Established on the SJSU campus in downtown San Jose, the capital
of Silicon Valley, the MFA program will offer students a portal
into the writing life. Students will be taught by instructors who
are themselves publishing poets, fiction writers, nonfiction writers,
translators, and editors--many of whom work in both traditional
and cutting-edge forms, and who are involved in the arts and technology
networks of Silicon Valley. In addition to the curriculum of workshops
and seminars, students will have the opportunity to serve as interns
in the Valley, working in educational institutions, community centers,
nonprofit arts organizations and agencies, and technology companies.
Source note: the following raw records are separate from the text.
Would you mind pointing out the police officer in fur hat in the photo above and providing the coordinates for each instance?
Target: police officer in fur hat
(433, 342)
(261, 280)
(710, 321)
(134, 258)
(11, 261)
Students will also have the opportunity to work for REED Magazine,
SJSU's distinguished, student-run literary journal.
Of
the required minimum 48 units, students must take 15 units in writing
workshops and 15 units in literature seminars (all courses count
for 3 semester units). Nine of the writing workshop units must be
taken in the student's primary genre-either poetry, fiction, creative
nonfiction or scriptwriting. Six units must be taken in the student's
secondary genre(s). Working closely with creative writing faculty,
students will demonstrate their mastery of a primary genre and show
their proficiency in secondary genre(s). Once students have successfully
completed the workshop requirement, they may then take 6 units (2
semesters) of thesis, working with a three-person faculty committee
who will monitor the work in-progress. The final thesis manuscript
will be a publishable work of poetry, collection of short stories,
collection of creative nonfiction pieces, book-length work of nonfiction,
or novel, written under the supervision of the committee. To complete
the MFA degree, students must also pass the MFA exam.
The program offers courses taught annually by a distinguished writer-in-residence
who will join the faculty as the Lurie Distinguished Visiting Professor
of Creative Writing. Ursula K. LeGuin, Carolyn Kizer, Al Young,
Molly Giles, Simon Winchester, and Ishmael Reed have been Lurie
Professors in the years 1999 - 2005. Santa Cruz-based novelist and
nonficiton author James D. Houston will be the Lurie Professor,
in Spring 2006.
The Center for Literary Arts regularly schedules distinguished
writers to come to the SJSU campus for short residencies. As part
the Major Authors Series, visiting writers give public readings,
lectures, and/or seminars. Writers appearing in the series have
included: Sherman Alexie, Isabel Allende, Margaret Atwood, John
Barth, Ann Beattie, T. C. Boyle, Russell Banks, Lorna Dee Cervantes,
Michael Chabon, Carlos Fuentes, Allen Ginsberg, Mary Gordon, Maxine
Hong Kingston, Robert Hass, Seamus Heaney, Norman Mailer, Peter
Matthiessen, Arthur Miller, Czeslaw Milosz, Toni Morrison, Michael
Ondaatje, Joyce Carol Oates, Grace Paley, Adrienne Rich, Gary Snyder,
Amy Tan, Paul Theroux, William Styron, Luis Valdez, Yevgeny Yevteshenko,
Derek Walcott, Wendy Wasserstein, John Wideman, and Tobias Wolff.